En revanche, le virage du graphisme et du design est encore insuffisamment pris. Bien sûr, les équipes elearning se dont dotés de graphistes qui ont été chargés de réaliser le packaging des contenus. Bien sûr, la réflexion graphique n’est pas absente, notamment lors de la création de serious game. Mais au final, le graphisme est perçu comme un emballage, comme le parent pauvre du elearning. A l’informatique le support, à la pédagogie le contenu, et au graphisme le packaging.

La relation aurait pu être équilibrée, mais ce n’est pas le cas. Les informaticiens et les pédagogues n’ont pas une formation en graphisme. Les codes du elearning et de la communication d’entreprise sont déjà solidement établis et la remise en cause n’est pas évidente.

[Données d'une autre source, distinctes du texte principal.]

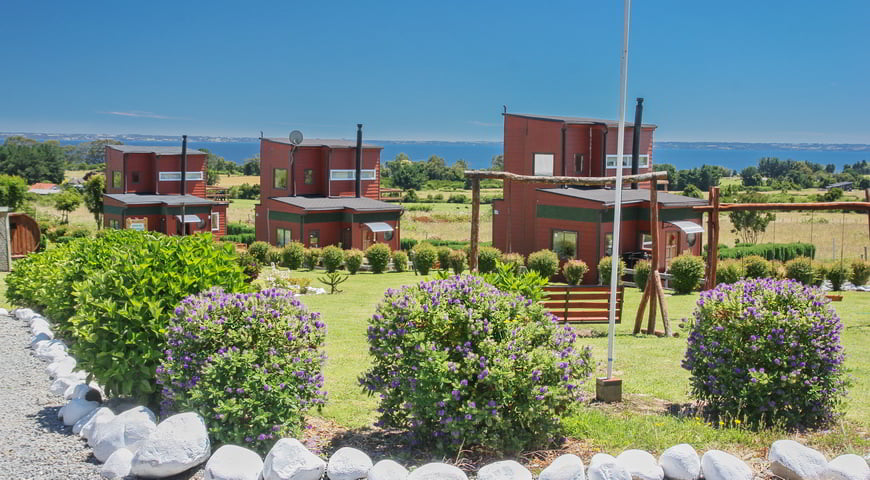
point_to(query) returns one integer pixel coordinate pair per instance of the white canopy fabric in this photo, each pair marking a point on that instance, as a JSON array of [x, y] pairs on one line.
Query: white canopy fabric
[[189, 219], [378, 227], [687, 226]]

Pourtant le graphisme et le marketing ont beaucoup de chose à nous apprendre. Alors que le elearning ressemble parfois beaucoup à la publicité des années 50 (une mascotte rassurante mais enfantine, des personnages de lessive de ménagères, des couleurs de fanions de boy-scouts, et des phrases que l’on dirait sorti de livres d’ados), le marketing et le graphisme sont allé explorer beaucoup, beaucoup plus loin. Création d’une identité de marque, marketing virale, dialogue de marque, révolution du design sur Internet avec l’apparition d’un graphisme type « Ikea », les deux grands frères du elearning sont en train d’effectuer leur révolution numérique.

Les agences d’elearning peuvent répliquer que réaliser des contenus luxueux coûtent cher. Que les clients ont des budgets toujours au plus juste, et négocie parfois âprement les prix. Ils ont raisons, les budgets formation n’ont pas l’importance stratégique que peut avoir la communication. Encore le marketing se plaint-il souvent d’être le parent pauvre de l’entreprise mais passons. Ces arguments sont désormais dépassés. Il est possible de réaliser des contenus avec une qualité graphique très supérieur si l’on met en place des règles de base simples.

1) Etre à jour des dernières tendances graphiques. il y a une mode des formes, une mode des couleurs, une mode des traits, une mode de la typographie. Il faut savoir identifier les axes clés et les réutiliser dans les contenus elearning. Vous pensez qu’un bouton carré, ca suffit ? vous avez tort. La mode, ce sont les formes courbes. Courbes et pas rondes, attention, la différence est essentielle.

2) Oser les couleurs. La couleur en elearning, c’est un gros problème. Le monde serait plus simple en noir et blanc. Pédagogues et informaticiens, sont beaucoup plus à l’aise en noir et blanc. Les premiers ont travaillé sur des feuillets toute leurs études, les seconds sont devant des lignes de codes où les couleurs sont… peu nombreuses. Il faut être plus innovant, utiliser des nuanciers, s’inspirer des derniers sites d’internet.

3) Abandonner la communication candy. Vos interlocuteurs sont des adultes, ils sont mariés, ont des enfants. Ils ont eu des problèmes, parfois très graves. Ils ont souffert, parfois même beaucoup. Quand vous faites une formation qui pourrait être insérée dans Pocahontas de Disney tellement vous êtes mielleux, vous loupez votre cible. Dans Avatar, le tout dernier blockbuster d’Holywood, le héros est handicapé. Son frère est mort. Il a peur de perdre sa compagne, il se met en colère, il est parfois même violent. Le film a fait plus d’un milliard de dollars.

4) Faire peu coûteux et convaincre. Inutile de proposer des animations Flash dans tous les sens si cela ne rentre pas dans le budget formation. Ce sera refusé. Restons simple. Il faut travailler les détails, travailler la qualité d’éléments simples. Le graphisme, ce n’est pas forcément complexe, ni coûteux. Vous trouvez qu’Ikea coûte cher ? Et en plus ils ont convaincu toute la société occidentale d’abandonner les meubles de leurs grands-parents. Ca n’a l’air de rien, mais c’est une petite révolution.

5) Ne soyez pas révolutionnaire. Dans le monde du elearning, il faut être innovant, mais pas trop. Sachez tenir compte des résistances, des a priori. Prenez votre temps. Eduquez vos collègues, construisez un projet sur le long terme. Discutez, remettez en cause, faites des propositions et surtout négociez. En prenant vos précautions, vous avez de bonnes chances d’arriver à vos fins.